MIT Researchers Develop Smart Surface to Boost Signal Strength Without Adding Extra Antennas

MIT Researchers Develop Smart Surface to Boost Signal Strength Without Adding Extra Antennas

MIT Researchers Develop Smart Surface to Boost Signal Strength Without Adding Extra Antennas


Achieving high-speed 5G internet without more efficient ways of delivering wireless signals is a challenging task. One solution is the addition of extra antennas to either the transmitter (i.e., Wi-Fi access points and cell towers) or the receiver (such as a phone or laptop). But its implementation is difficult, as companies are increasingly producing smaller and smaller devices, including a new wave of “internet of things” systems.
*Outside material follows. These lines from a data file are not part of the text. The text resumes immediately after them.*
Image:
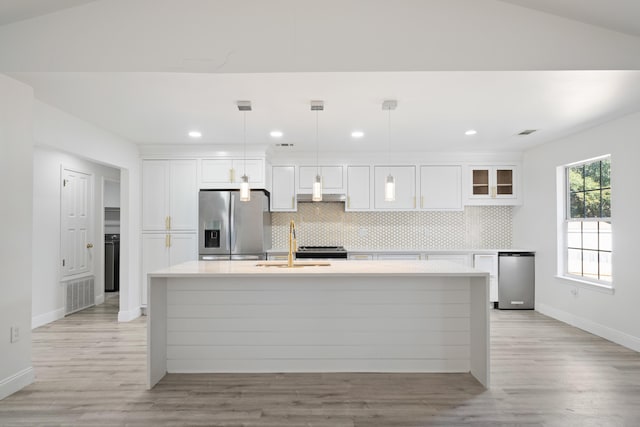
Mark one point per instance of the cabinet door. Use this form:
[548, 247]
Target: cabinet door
[462, 259]
[358, 188]
[254, 168]
[155, 256]
[217, 171]
[183, 195]
[283, 185]
[332, 178]
[408, 257]
[489, 264]
[155, 195]
[405, 179]
[441, 187]
[183, 248]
And yet, while high-speed 5G internet has indeed slowly been rolling out across the globe, many barriers remain that have prevented widespread adoption.

Researchers from MIT’s Computer Science and Artificial Intelligence Laboratory (CSAIL) are working towards achieving high-speed 5G internet without adding extra antennas to either the transmitter or the receiver. To tackle this issue, the CSAIL team has proposed an idea, rather than focusing on the transmitters and receivers, what if we could amplify the signal by adding antennas to an external surface in the environment itself? They are developing a new system called RFocus, a software-controlled “smart surface” that uses more than 3,000 antennas to maximize the strength of the signal at the receiver. Tests showed that RFocus could improve the average signal strength by a factor of almost 10. Practically speaking, the platform is also very cost-effective, with each antenna costing only a few cents. The antennas are inexpensive because they don’t process the signal at all; they merely control how it is reflected. 
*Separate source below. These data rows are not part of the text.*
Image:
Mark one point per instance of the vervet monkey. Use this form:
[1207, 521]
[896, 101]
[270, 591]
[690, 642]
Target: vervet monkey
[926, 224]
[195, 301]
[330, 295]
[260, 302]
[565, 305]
According to Venkat Arun, Lead Author and a Ph.D. student, ‘the project represents what is, to the team’s knowledge, the largest number of antennas ever used for a single communication link.’ While the system could serve as another form of the WiFi range extender, the researchers say its most valuable use could be in the network-connected homes and factories of the future. 
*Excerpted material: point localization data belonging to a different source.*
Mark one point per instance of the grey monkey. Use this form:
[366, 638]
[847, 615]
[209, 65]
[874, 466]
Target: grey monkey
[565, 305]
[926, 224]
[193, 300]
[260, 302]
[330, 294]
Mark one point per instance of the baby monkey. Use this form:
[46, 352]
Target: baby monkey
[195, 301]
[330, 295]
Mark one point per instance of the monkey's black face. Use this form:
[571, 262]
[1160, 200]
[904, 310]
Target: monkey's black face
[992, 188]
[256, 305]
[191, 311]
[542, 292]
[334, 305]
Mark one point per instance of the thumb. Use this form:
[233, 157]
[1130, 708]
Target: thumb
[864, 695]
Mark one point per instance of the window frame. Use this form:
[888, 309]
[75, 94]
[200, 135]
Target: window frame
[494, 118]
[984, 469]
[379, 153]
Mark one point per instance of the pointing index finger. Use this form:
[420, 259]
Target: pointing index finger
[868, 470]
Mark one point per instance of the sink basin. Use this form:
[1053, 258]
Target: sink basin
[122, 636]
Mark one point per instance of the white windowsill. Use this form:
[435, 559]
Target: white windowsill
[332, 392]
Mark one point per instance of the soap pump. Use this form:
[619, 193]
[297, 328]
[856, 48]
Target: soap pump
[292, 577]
For example, imagine a warehouse with hundreds of sensors for monitoring machines and inventory. MIT Professor Hari Balakrishnan stated that ‘systems for that type of scale would normally be prohibitively expensive and/or power-intensive, but could be possible with a low-power interconnected system that uses an approach like RFocus.’ In a new paper on RFocus that will be presented next month at the USENIX Symposium on Networked Systems Design and Implementation (NSDI) in Santa Clara, California, Professor Balakrishnan also added, ‘The core goal here was to explore whether we can use elements in the environment and arrange them to direct the signal in a way that we can actually control. If you want to have wireless devices that transmit at the lowest possible power, but give you a good signal, this seems to be one extremely promising way to do it.’

RFocus is a two-dimensional surface composed of thousands of antennas that can each either let the signal through or reflect it. The state of the elements is set by a software controller that the team developed with the goal of maximizing the signal strength at a receiver. According to Venkat Arun, ‘The biggest challenge was determining how to configure the antennas to maximize signal strength without using any additional sensors since the signals we measure are very weak.’

The researchers aren’t the first to explore the possibility of improving internet speeds using the external environment. A team at Princeton University led by Professor Kyle Jamieson also proposed a similar scheme for the specific situation of people using computers on either side of a wall. Balakrishnan also added that ‘the goal with RFocus was to develop an even more low-cost approach that could be used in a wider range of scenarios.’

Smart surfaces give us literally thousands of antennas to play around with. The best way of controlling all these antennas, and navigating the massive search space with all the possible antenna configurations, are just two really challenging open problems.